Señor, déjala todavía este año

Carta semanal de Mons. Demetrio Fernández, Obispo de Córdoba.

La Cuaresma nos invita a la conversión, a cambiar de vida, a retomar el rumbo para el que hemos nacido y del que nos hemos desviado por el pecado. La Cuaresma nos prepara a la Pascua, en la que por el bautismo somos renovados, recibimos el Espíritu Santo y vivimos una vida nueva.

Ahora bien, la conversión es posible en nuestra vida gracias a la paciencia de Dios con nosotros. El Evangelio de este domingo nos presenta la parábola de la higuera estéril, que el dueño podría arrancar para encontrar otros frutos y no ocupar terreno en balde. Sin embargo, el viñador intercede: «Señor, déjala todavía este año: yo cavaré alrededor y le echaré estiércol, a ver si da fruto» (Lc 13,8). La misericordia de Dios tiene una paciencia sin límite con cada uno de nosotros, a ver si damos fruto. «Si no, al año que viene la cortarás». La paciencia de Dios es infinita, pero nuestro tiempo se acaba, y por eso urge. «Y si no os convertís, pereceréis de la misma manera» (Lc 13,5).

La conversión no es fruto solamente de nuestro esfuerzo, pues nuestras fuerzas son escasas y el objetivo es desproporcionado a nuestra capacidad. Llegar a ser hijos de Dios en plenitud, llegar a la santidad que Dios nos ofrece no puede ser fruto de nuestro esfuerzo. La conversión es ante todo gracia de Dios, y la cuaresma está llena de tales gracias, que nos mueven a cambiar. «Ahora es tiempo favorable; ahora es el día de la salvación» (2Co 6,2). La cuaresma es, por tanto, un tiempo privilegiado para esperar el cambio radical de nuestra vida, es tiempo privilegiado para esperar el cambio de otras personas conocidas o desconocidas, por las que intercedemos, como el viñador, con el compromiso de cuidar esa planta. La conversión la produce Dios, que es el único que puede cambiar las voluntades humanas, y El nos invita en este tiempo de gracia a colaborar activamente en esta tarea, en nosotros y en los demás. «El Señor no retrasa su promesa, como piensan algunos, sino que tiene paciencia con vosotros, porque no quiere que nadie se pierda, sino que todos accedan a la conversión» (2Pe 3,9).

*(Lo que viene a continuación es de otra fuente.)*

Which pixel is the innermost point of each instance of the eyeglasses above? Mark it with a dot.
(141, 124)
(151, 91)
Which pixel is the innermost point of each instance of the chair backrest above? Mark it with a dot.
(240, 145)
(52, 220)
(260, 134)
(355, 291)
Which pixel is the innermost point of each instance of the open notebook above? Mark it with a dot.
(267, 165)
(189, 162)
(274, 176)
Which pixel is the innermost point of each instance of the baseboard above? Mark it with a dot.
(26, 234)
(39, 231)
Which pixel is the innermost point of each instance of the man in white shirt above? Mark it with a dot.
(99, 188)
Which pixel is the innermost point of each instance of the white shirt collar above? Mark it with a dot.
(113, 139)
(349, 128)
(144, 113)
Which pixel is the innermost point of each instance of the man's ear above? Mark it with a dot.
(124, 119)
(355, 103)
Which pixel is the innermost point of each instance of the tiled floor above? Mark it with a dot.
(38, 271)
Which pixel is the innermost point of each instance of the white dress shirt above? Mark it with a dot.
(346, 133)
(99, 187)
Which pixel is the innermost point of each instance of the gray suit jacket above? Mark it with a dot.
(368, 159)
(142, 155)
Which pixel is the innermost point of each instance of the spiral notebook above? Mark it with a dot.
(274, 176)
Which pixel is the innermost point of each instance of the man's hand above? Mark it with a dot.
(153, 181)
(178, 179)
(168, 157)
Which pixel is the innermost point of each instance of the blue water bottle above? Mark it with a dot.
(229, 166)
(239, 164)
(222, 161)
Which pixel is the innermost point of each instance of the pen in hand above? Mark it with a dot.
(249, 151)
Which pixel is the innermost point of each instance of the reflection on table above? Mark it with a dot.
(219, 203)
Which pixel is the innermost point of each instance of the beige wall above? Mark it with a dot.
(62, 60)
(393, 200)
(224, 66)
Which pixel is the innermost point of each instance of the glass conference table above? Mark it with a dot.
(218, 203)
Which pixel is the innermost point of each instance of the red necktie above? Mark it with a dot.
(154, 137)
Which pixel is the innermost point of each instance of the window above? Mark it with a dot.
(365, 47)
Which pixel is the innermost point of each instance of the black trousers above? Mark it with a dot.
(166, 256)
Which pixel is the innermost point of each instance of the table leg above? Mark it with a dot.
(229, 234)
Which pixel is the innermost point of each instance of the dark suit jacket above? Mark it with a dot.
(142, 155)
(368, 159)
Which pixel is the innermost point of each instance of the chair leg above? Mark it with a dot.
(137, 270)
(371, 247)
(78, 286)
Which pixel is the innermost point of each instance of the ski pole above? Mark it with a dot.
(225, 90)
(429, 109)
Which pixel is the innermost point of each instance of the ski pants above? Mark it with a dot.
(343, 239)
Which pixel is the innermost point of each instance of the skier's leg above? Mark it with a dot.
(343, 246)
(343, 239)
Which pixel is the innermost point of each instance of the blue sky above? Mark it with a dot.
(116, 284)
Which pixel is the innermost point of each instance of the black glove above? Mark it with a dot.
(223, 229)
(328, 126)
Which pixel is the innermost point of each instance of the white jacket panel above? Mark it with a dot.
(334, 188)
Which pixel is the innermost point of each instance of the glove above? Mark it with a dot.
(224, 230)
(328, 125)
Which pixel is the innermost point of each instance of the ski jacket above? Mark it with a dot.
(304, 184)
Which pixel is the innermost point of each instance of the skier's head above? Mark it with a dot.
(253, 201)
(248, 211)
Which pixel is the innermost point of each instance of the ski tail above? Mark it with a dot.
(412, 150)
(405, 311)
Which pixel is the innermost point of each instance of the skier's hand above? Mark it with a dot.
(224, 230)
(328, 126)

Y las pautas que la Iglesia nos señala para este tiempo de gracia son: oración, ayuno y limosna. Acercarse a Dios, acoger su gracia en la oración con espíritu de fe, escuchar su Palabra, rumiarla en el corazón, es el primer paso para alimentar la fe, puesto que la fe brota de la escucha de la Palabra de Dios. Cuidar durante este tiempo todos los actos de oración: la misa, el perdón, las devociones, de manera que alimentemos un clima de fe, de donde brota todo lo demás. La primera llamada de la conversión es la de volver a Dios, acercarnos más a Él.

El ayuno consiste en privarse incluso de lo necesario, para abrir la mente y el corazón a Dios, espabilados para oír su voz. Y por el ayuno, abrir nuestro corazón a las necesidades de los demás. El ayuno nos capacita para la relación con Dios y la relación con los demás. En definitiva, el ayuno rompe el egoísmo que nos encierra en nosotros mismos, el ayuno nos hace libres y capaces de amar. Lo que muchas veces nos parece imprescindible, por la mortificación y el ayuno podemos desprendernos de ello, ayudados siempre por la gracia de Dios.

Y un corazón libre, hecho capaz de amar, sale al encuentro de las necesidades de los demás, desbordándose en la caridad. Ponernos delante de las necesidades de los que sufren, despierta en nosotros la misericordia, ablanda nuestro corazón, provoca la compasión. Si Dios nos ama tan generosamente, cómo no amar nosotros en la misma línea a nuestros hermanos. Ponernos al lado del que sufre, nos pilla los dedos, compromete nuestra existencia, y nos hace crecer en el amor. Esta es la misericordia que Dios quiere. «Bienaventurados los misericordiosos, porque ellos alcanzarán misericordia» (Mt. 5,7).

«Señor, déjala todavía este año». La cuaresma nos ofrece una nueva oportunidad. Aprovechémosla.